DSR officials said it was unclear why it took so long for the act to affect Casino Night, since Casino Night has been a campus staple for years. After the act was passed in 2003, DSR staff informed all of the organizations registered with the state of the new regulations, said Anne Stiver, an attorney at DSR.
“The problem was, some of the organizations never even registered with the division,” Stiver said, “so they kept holding these events without even applying for a permit.”
University spokesman Tom Conroy said it was initially unclear whether the law would apply to events such as Casino Night, during which nothing of value is exchanged in the gaming, but the state government began to clarify the law’s reach in 2004, prompting the DSR to instruct police departments to crack down on such events.
The 2003 act made possession of gaming equipment illegal, a provision that may ultimately doom Casino Night to no more than a fond memory for Yale alumni.

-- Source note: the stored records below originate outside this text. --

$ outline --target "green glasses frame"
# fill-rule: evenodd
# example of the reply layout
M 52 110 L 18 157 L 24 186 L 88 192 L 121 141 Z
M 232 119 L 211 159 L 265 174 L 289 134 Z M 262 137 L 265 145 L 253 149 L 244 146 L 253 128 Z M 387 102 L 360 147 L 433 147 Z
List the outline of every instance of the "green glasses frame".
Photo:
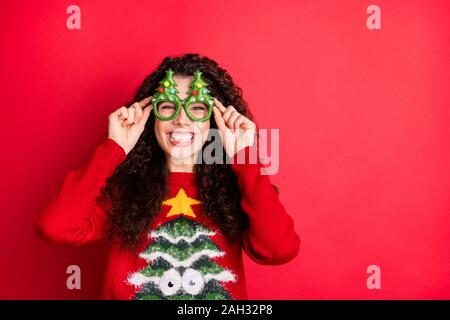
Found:
M 160 86 L 156 89 L 156 93 L 152 98 L 152 106 L 153 106 L 153 114 L 155 117 L 162 121 L 173 120 L 181 112 L 181 108 L 183 107 L 184 111 L 188 118 L 192 121 L 204 122 L 208 121 L 211 118 L 212 109 L 214 107 L 214 98 L 209 94 L 208 84 L 203 81 L 201 75 L 202 73 L 199 70 L 194 72 L 194 81 L 191 84 L 189 95 L 186 99 L 182 100 L 177 95 L 179 91 L 176 89 L 176 82 L 173 80 L 173 71 L 172 69 L 166 70 L 166 76 L 163 80 L 159 82 Z M 170 102 L 175 104 L 175 113 L 165 117 L 159 114 L 158 112 L 158 104 L 160 102 Z M 208 114 L 203 118 L 196 118 L 189 107 L 192 103 L 203 103 L 208 107 Z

Bernstein said prosecuting businesses that rent or sell gaming equipment, such as blackjack tables and roulette wheels, was a more pressing problem for the DSR than regulating small nonprofit events.
Bernstein confirmed that the use of gambling equipment during Casino Night made the event clearly illegal, even if the event may have fallen in a gray area because no money was exchanged at the tables.
Ezra Stiles Student Activities Committee co-Chair Jasper Frank ’10 said Morse and Stiles owned most of the equipment and gambling paraphernalia. It was left over from past Casino Nights, he explained.
The masters of Stiles and Morse colleges said they could not comment on the future of Casino Night until they held further discussions with the University’s Office of the General Counsel.
“This is a complicated legal matter and I simply am not in a position to say what those next steps will be,” Morse College Master Frank Keil said.